ダイニングルームでは、永久墓地にすでにいた面々がすっかりくつろいでいた。リッパー、ゼフィストリー、リジェラス、ホロ、その他一部のアンデットたちである。ただし、マッドハンドとデルフェール以外のゾンビたちは、ネクロマンサーの住居を汚してなるものかと宣言しており、中庭でのんびりしている。
「あっれぇ……リジェ、もう来てたの~? 出発の時にいないなあって思ったけど」
「うえっ、あ、あれですよあれ、あのーディアボロ様! 手紙ちゃんと届けたっていうのをタイキに伝えなきゃって思いまして!」
「リッパー、君は相変わらず、タイキが広げた家の中でも圧迫感があるな。もう少し骨を減らしたらどうだ」
「てやんでぇっ!! こないだテメェに吹っ飛ばされた分がまだちょっと見つかってねぇんだぞ!? 軽々しいこと言ってんじゃあねえっつの!」
「このっ、黙っていれば、スカルの分際でロスティスラフ様になんて口を……!!」
「シャマーラ、落ち着きなさい! 今回は何も壊さない、呪わないという条件で付き人をゾルドと交代させたんですよ!」
あっという間に、ダイニングルームは喧噪に包まれた。賑やかになった部屋を見ながら、タイキもデルフェールも笑うしかない。
「……ばらばらに呼べばよかったかな?」
「いいんじゃないですか、彼らがここで暴れさえしなければね」
「あ、俺お茶の準備する!」
そう言って、ぱたぱたとキッチンへ向かうタイキ。そこへ、どこからともなくバスケットを取り出したロスティスラフが近づいていく。
「タイキ、祝いの品だ。よかったら貰ってくれ」
「え、ありがとう! 何?」
受け取ったバスケットの中を探れば、人間界のお菓子がぎっしりと、いくつもの缶が詰め込まれていた。そのうちの一つを手に取り、ラベルに書かれていた文字を見る。
「えと、作る、場所、ウ、ウラ」
「産地、ウルアスト。

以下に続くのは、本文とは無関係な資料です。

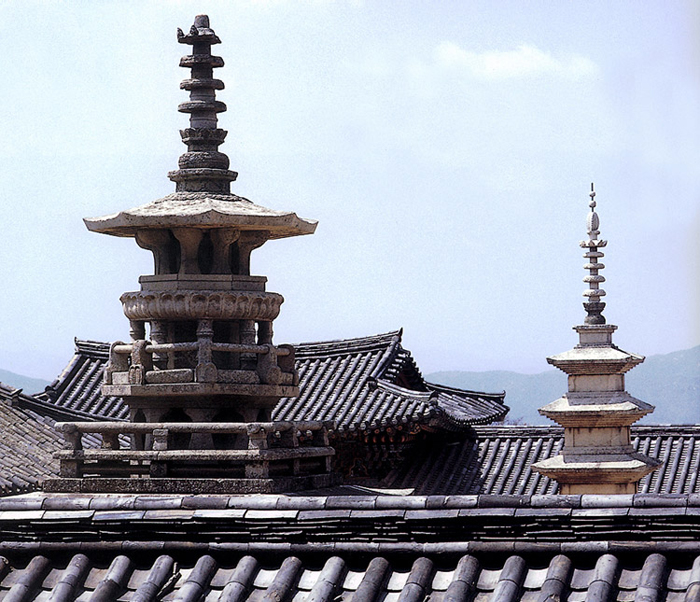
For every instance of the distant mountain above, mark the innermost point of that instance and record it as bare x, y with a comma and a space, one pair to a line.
26, 383
671, 382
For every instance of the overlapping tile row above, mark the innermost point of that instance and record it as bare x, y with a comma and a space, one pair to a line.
372, 383
351, 523
497, 460
76, 391
27, 443
364, 384
220, 577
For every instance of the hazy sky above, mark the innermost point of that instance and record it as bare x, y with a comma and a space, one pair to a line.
446, 149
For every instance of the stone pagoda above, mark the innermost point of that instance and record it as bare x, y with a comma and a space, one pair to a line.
596, 412
201, 374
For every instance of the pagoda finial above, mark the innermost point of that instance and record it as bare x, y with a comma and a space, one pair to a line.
202, 168
594, 306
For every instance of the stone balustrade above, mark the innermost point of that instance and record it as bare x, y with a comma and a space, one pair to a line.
258, 450
136, 363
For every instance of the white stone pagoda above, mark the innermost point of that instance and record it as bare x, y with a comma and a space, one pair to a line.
596, 411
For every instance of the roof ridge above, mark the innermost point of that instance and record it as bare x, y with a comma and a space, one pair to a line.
348, 345
89, 347
438, 387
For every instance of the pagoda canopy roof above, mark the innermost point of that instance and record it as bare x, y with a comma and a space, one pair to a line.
202, 210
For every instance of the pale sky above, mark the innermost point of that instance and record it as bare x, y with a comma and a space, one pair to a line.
446, 148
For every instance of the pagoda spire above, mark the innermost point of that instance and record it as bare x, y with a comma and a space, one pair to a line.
596, 411
594, 306
202, 168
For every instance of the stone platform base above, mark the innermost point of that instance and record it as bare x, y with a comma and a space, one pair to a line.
190, 486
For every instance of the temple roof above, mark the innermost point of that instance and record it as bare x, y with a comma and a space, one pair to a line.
497, 460
372, 383
361, 384
355, 548
27, 443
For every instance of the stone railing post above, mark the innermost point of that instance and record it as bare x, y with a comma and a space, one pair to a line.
118, 362
206, 371
267, 369
141, 362
159, 468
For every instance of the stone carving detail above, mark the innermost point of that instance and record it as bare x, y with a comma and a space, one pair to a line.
235, 305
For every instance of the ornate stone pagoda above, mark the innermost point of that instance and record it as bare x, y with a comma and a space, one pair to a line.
201, 373
596, 412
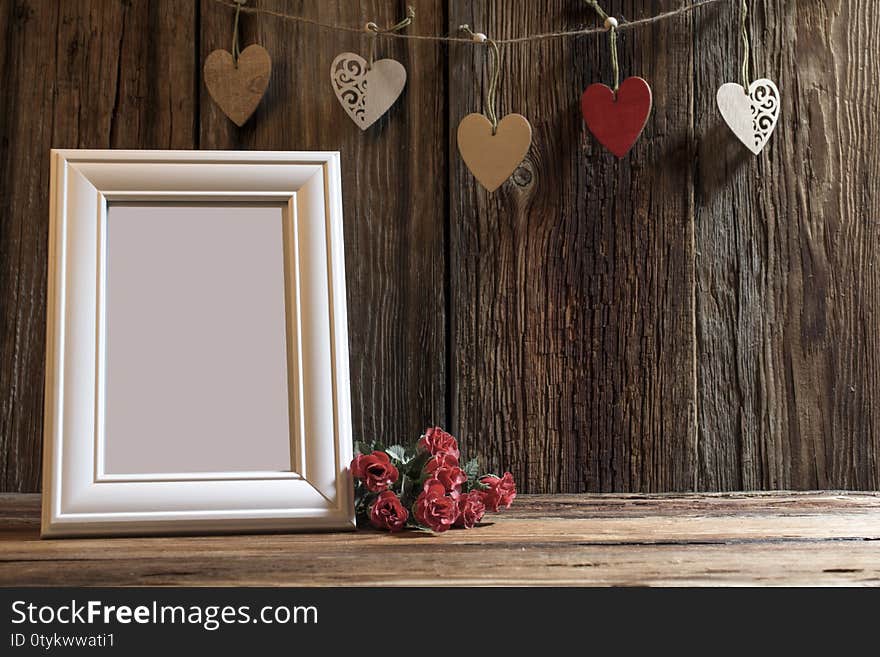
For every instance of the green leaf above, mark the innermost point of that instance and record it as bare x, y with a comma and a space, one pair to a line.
397, 452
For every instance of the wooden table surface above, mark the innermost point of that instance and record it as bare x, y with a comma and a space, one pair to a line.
659, 540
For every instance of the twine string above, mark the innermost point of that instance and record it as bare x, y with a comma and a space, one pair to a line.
493, 85
494, 73
375, 31
612, 28
615, 65
531, 38
744, 12
235, 47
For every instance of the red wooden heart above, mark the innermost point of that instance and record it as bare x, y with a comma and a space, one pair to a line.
617, 121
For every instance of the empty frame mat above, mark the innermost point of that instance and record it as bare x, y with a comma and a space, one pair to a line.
195, 340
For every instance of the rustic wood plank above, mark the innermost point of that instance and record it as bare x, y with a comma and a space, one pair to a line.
90, 75
788, 284
786, 538
393, 193
571, 292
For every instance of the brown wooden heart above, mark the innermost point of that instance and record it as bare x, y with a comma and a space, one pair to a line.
492, 158
238, 89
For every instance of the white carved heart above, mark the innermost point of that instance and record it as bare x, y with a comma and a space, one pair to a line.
366, 92
752, 116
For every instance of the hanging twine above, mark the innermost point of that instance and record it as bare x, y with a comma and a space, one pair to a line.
374, 31
236, 51
611, 25
531, 38
495, 68
744, 12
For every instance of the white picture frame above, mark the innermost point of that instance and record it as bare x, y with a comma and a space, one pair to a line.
79, 497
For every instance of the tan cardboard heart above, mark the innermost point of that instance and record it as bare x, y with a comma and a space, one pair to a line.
238, 90
366, 92
492, 158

その下を読んでみるといい」
「……お茶葉だ!」
缶の中身を理解したタイキは、満面の笑みを浮かべる。
「ロティさっすがあ! 最近新しいブレンドティーがうまく作れなくてさ、ちょっと飽きてきたところだったんだ。これ早速開けていい?」
「もちろん、少々心許ないが、砂糖壺も持ってきてある。使ってくれ」
「あ、ずっるーいナルシーヴァンプのくせに~」
お茶の準備を始めたタイキのそばに近寄り、シェルはにんまりと笑って手を広げる。とたんに、そこから白い煙が吹き出して、それが収まるとよく見るプレゼントボックスが載せられていた。

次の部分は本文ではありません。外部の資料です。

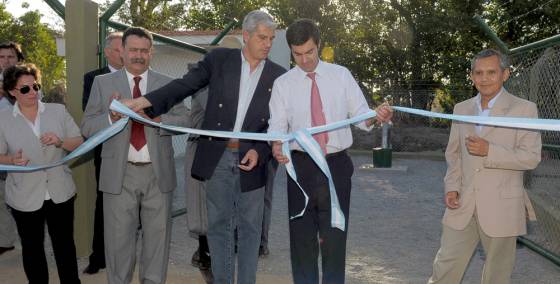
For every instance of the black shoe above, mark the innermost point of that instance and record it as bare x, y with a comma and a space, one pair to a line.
5, 249
93, 268
205, 261
263, 251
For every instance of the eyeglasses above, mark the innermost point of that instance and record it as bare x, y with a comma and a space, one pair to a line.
25, 89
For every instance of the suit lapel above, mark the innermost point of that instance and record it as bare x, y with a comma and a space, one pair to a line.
261, 95
121, 81
471, 110
232, 77
29, 137
152, 81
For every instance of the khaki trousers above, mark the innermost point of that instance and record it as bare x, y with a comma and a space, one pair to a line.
457, 248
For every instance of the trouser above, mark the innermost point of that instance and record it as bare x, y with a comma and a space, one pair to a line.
229, 208
7, 225
312, 232
141, 203
195, 194
457, 248
97, 256
268, 192
31, 228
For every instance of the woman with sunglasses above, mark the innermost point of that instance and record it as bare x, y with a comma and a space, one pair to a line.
36, 133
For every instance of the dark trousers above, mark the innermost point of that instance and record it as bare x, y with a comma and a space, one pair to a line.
313, 232
97, 257
31, 228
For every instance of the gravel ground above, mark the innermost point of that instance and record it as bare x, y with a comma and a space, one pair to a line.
393, 236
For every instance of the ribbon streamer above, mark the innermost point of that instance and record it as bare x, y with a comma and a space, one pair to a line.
303, 137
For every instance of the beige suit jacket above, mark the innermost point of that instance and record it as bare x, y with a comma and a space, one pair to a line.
492, 185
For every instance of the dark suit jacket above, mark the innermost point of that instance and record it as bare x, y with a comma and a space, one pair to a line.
220, 70
88, 82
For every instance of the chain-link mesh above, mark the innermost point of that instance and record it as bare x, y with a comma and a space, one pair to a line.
536, 77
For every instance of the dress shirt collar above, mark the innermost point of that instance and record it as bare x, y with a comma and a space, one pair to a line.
112, 69
491, 103
16, 110
245, 61
131, 77
319, 70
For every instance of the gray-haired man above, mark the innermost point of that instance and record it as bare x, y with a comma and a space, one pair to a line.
239, 85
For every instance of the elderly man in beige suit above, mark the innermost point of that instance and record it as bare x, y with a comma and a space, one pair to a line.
484, 191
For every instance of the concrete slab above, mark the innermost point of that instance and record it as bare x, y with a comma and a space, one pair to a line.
394, 233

「はいっ僕からのプレゼントー。タイキが好きなものまで人間らしいってことは知ってるもんね」
「おお、ありがとーシェル。……んえ?」
ごそごそと箱を開けてみたタイキは、中にあるものを見て首を傾げる。同じくのぞき込んだロスティスラフは一瞬硬直すると、指先で箱ごとそれを吹っ飛ばした。タイキとシェルの間を飛んでいった箱は、うまい具合に離れた位置にいたデルフェールの手へ渡る。
「……? !? !?」
「お前……タイキにいきなりなんてものを渡すんだ……?」
「えー? 人間ってこういうの考えるのも作るのもすごいから、タイキも喜ぶかなあって」
「まだ早いです!!!! 早すぎますよ!!!!」
箱をのぞき込んだデルフェールが絶叫するのと同時に、暗い表情を浮かべたロスティスラフがシェルに詰め寄る。シェルはといえば、けたけたと笑いながらタイキの背後に隠れていた。
「……えっと、ロティ、あれって」
「気にしなくていい。今は忘れておくのが一番だそれよりも離れろ変態」
「はーん、デーモンもびっくりなプレイ人間にやらかしちゃうヴァンパイアなんかに、変態呼ばわりされたくなあーい」
今日は晴れのはずなのに、どこからともなく雷の音が響いたように聞こえた。
その中で、もっとも危険なポジションに立っていたタイキは、ただお茶の準備をさせてほしいとだけ思っていた。